Bayesian Bandit Algorithms with Approximate Inference in Stochastic Linear Bandits
Ziyi Huang, Henry Lam, Haofeng Zhang
TL;DR
The paper addresses regret analysis for Bayesian bandits with approximate inference in stochastic linear contextual bandits. It develops a framework based on $\alpha$-divergences to bound inference error between exact posteriors and approximate posteriors, showing LinTS and LinBUCB retain regret rates under two bounded divergences.
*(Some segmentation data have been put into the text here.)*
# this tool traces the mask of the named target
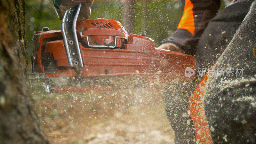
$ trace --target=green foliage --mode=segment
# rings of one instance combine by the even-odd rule
[[[28,41],[28,57],[30,57],[33,51],[31,39],[34,32],[41,31],[44,27],[48,27],[50,30],[60,29],[61,21],[54,10],[52,1],[26,0],[25,2],[26,37]]]

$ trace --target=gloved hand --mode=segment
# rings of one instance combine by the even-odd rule
[[[183,52],[183,51],[176,44],[172,43],[166,43],[162,44],[158,48],[160,49],[170,50],[170,51],[177,52]]]
[[[93,0],[52,0],[58,17],[61,20],[66,11],[71,7],[82,3],[77,21],[82,21],[88,19],[91,15],[91,7]]]

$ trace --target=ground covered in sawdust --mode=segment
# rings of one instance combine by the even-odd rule
[[[174,143],[158,87],[51,94],[41,85],[32,92],[51,143]]]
By introducing a notion of well-behaved distributions, LinBUCB can achieve the minimax rate $O(d\sqrt{T})$, closing the gap with LinTS. Experiments corroborate the theory and demonstrate computational gains from approximate inference without sacrificing sublinear regret.
Abstract
Bayesian bandit algorithms with approximate Bayesian inference have been widely used in real-world applications. Despite the superior practical performance, their theoretical justification is less investigated in the literature, especially for contextual bandit problems. To fill this gap, we propose a theoretical framework to analyze the impact of approximate inference in stochastic linear bandits and conduct frequentist regret analysis on two Bayesian bandit algorithms, Linear Thompson Sampling (LinTS) and the extension of Bayesian Upper Confidence Bound, namely Linear Bayesian Upper Confidence Bound (LinBUCB). We demonstrate that when applied in approximate inference settings, LinTS and LinBUCB can universally preserve their original rates of regret upper bound but with a sacrifice of larger constant terms. These results hold for general Bayesian inference approaches, assuming the inference error measured by two different $α$-divergences is bounded. Additionally, by introducing a new definition of well-behaved distributions, we show that LinBUCB expedites the regret rate of LinTS from $\tilde{O}(d^{3/2}\sqrt{T})$ to $\tilde{O}(d\sqrt{T})$, matching the minimax optimal rate. To our knowledge, this work provides the first regret bounds in the setting of stochastic linear bandits with bounded approximate inference errors.